東海大学医学部総合診療学系病理診断学部門


HER2 (Human epidermal growth factor receptor-2) 遺伝子が発見されたのは、わずか約20年前のことである。遺伝子産物は185kDaの受容体型チロシンキナーゼであり、EGFR (HER1), HER3, HER4とファミリーを形成している。HER1, 3, 4と2量体を形成して、細胞外からの刺激を細胞内に伝え細胞増殖に関与している。
HER2過剰発現を伴う乳癌の臨床病理学的特徴としてリンパ節転移が多く、ER陰性症例が多い。HER2過剰発現の無い乳癌に比較して、とくにリンパ節転移のある症例での予後は不良である。また、アンソラサイクリン系抗癌剤に対する感受性が高く、ホルモン療法に抵抗性である。このように、HER2過剰発現は、臨床的に予後因子として、また治療効果予測因子として有用である。

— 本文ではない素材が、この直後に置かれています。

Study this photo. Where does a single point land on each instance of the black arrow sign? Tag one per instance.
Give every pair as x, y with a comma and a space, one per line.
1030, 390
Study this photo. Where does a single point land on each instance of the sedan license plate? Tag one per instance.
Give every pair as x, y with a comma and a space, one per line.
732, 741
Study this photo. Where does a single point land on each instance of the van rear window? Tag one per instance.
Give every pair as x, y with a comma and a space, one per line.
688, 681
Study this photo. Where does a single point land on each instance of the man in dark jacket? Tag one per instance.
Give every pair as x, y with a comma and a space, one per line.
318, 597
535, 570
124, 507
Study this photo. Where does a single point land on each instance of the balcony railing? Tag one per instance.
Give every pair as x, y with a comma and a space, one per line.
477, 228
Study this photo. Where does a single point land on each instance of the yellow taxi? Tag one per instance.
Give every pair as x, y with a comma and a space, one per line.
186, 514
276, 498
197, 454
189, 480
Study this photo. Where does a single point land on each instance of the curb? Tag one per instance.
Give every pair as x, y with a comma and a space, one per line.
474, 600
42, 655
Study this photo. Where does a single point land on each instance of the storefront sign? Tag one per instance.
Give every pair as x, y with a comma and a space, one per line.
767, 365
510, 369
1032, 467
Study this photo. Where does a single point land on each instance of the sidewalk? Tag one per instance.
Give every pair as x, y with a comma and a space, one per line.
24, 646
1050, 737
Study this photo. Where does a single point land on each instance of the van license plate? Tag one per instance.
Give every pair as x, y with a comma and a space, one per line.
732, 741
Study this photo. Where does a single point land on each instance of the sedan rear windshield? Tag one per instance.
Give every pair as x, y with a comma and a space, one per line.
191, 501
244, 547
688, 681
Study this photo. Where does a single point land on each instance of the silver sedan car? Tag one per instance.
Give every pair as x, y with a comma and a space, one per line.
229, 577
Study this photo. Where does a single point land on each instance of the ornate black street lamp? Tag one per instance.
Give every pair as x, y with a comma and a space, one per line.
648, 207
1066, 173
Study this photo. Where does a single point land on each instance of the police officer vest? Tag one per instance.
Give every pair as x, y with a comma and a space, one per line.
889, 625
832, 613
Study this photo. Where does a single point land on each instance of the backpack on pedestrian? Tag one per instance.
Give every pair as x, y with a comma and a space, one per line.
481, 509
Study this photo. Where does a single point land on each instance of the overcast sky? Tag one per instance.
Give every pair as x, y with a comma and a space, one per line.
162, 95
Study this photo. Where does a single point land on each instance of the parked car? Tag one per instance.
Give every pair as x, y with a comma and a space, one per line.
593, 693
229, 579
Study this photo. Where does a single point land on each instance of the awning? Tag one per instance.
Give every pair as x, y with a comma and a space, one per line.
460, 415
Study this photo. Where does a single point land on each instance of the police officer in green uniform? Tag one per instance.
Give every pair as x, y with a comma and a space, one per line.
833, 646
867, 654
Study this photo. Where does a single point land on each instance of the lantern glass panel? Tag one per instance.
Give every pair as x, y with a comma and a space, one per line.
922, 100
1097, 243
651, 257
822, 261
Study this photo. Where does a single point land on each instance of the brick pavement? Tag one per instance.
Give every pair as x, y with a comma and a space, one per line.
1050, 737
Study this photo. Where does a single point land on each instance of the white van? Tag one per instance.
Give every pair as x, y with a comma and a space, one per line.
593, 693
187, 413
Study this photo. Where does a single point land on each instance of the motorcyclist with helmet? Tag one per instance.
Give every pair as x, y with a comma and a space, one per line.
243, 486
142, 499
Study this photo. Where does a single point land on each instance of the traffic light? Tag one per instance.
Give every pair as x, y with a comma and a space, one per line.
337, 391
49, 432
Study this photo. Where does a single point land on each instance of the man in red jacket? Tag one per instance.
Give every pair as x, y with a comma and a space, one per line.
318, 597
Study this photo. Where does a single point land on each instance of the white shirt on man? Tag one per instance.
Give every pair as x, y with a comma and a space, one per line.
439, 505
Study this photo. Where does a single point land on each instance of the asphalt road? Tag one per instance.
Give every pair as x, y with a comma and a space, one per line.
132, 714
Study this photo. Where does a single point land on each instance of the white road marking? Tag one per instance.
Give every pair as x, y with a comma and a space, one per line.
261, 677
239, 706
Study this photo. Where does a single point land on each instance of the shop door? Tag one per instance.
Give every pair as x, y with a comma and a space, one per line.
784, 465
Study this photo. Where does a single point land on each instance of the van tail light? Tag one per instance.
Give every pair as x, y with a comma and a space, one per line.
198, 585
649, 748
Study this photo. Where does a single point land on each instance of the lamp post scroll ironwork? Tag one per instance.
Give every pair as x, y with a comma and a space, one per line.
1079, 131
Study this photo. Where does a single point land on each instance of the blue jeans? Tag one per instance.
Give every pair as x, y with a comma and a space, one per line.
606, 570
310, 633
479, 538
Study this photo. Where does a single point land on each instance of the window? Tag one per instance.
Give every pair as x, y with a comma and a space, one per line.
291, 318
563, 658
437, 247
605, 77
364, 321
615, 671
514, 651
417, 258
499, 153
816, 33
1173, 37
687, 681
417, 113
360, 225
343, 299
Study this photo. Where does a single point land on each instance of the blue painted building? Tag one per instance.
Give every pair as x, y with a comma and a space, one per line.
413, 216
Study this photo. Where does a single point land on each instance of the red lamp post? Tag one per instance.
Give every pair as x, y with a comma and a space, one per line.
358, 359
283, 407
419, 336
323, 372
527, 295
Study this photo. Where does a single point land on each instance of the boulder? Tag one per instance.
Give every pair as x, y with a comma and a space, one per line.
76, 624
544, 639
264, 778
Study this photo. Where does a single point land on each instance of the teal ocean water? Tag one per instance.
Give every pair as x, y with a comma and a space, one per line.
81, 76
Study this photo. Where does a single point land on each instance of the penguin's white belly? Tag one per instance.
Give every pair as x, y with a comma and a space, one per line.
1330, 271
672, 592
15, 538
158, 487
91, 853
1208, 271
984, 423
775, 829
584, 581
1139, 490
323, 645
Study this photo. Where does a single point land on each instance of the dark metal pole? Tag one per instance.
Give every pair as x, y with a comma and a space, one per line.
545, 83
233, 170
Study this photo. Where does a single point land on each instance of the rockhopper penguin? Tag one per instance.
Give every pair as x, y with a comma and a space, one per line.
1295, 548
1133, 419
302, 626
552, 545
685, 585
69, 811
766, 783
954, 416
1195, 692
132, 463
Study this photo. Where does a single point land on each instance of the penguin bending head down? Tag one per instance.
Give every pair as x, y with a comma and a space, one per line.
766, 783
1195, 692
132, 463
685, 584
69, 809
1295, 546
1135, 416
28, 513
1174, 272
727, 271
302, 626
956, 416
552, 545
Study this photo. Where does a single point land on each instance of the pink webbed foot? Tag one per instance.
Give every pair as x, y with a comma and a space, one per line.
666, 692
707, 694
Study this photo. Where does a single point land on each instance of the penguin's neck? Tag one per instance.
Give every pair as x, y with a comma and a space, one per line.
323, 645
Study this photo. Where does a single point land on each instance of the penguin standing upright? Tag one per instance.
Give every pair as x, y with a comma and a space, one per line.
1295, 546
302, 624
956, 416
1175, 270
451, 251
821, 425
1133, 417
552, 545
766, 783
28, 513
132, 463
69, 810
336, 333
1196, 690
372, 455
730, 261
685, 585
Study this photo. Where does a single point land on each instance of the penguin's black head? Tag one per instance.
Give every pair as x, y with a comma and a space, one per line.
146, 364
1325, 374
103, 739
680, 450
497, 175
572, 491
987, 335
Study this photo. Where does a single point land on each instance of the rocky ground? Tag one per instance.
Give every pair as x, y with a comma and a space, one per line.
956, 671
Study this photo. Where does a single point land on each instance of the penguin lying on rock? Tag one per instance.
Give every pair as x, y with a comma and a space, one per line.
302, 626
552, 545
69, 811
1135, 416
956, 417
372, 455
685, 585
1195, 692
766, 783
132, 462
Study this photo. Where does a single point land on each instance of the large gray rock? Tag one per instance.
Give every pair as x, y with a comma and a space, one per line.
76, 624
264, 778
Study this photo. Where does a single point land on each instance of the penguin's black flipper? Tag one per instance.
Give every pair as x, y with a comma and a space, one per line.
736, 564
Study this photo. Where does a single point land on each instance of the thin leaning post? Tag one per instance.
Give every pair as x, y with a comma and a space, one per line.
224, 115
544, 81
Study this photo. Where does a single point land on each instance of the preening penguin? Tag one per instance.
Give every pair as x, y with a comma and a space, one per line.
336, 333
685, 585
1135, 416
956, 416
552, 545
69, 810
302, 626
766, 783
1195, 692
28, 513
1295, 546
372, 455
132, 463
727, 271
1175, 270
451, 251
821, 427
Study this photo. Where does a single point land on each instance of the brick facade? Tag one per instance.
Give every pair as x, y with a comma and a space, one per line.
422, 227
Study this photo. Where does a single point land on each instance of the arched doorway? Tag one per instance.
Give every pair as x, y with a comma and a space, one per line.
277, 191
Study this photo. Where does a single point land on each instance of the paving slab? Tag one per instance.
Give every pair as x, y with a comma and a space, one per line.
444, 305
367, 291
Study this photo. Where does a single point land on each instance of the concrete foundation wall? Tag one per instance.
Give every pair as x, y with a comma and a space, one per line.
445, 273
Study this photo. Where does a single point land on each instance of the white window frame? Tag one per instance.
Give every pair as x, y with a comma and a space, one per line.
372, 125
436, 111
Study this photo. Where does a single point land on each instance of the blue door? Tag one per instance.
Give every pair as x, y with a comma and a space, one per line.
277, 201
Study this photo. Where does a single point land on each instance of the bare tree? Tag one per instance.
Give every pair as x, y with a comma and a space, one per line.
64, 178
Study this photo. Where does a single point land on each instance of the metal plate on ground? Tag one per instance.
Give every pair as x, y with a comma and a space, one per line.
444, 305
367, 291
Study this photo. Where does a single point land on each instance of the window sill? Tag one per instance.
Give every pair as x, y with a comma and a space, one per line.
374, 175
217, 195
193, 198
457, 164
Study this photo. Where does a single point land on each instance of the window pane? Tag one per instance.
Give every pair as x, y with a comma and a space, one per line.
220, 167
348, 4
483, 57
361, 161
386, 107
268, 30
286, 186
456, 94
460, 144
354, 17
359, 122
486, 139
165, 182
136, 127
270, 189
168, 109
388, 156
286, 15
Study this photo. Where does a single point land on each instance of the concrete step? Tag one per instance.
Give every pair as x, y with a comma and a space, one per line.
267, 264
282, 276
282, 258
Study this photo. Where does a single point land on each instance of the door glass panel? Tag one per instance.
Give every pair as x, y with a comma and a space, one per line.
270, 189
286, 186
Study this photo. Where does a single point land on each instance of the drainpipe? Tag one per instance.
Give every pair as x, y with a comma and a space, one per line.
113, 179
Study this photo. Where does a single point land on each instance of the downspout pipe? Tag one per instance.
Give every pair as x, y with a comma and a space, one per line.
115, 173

癌治療の新戦略として、細胞増殖に関与する膜受容体に着目し、そのモノクローナル抗体が治療薬として開発された (Trastuzumab)。Trastuzumabは、基礎的実験、臨床治験を経て、臨床応用されるに至り、昨年6月国内においても転移再発性乳癌について保険収載された。
治療をより効果的に行うためには、HER2過剰発現があるか否かを、乳癌材料を用いて検索する必要がある。代表的な検索方法である免疫組織化学的染色とFISH法についてそれぞれの利点と問題点について解説する。
乳癌診療における病理の役割は、腫瘍の広がり、切除断端、リンパ節転移の検索が、従来も、また今後も重要な部分を占める。今回のHER2検索は、より直接的な治療方針決定のための情報となる。よって、その検索方法については、確実性、再現性に優れたものであることが要求される。
本講演では、HercepTest施行の意義をよりよく理解するために、HER2過剰発現乳癌に関する背景について概説する。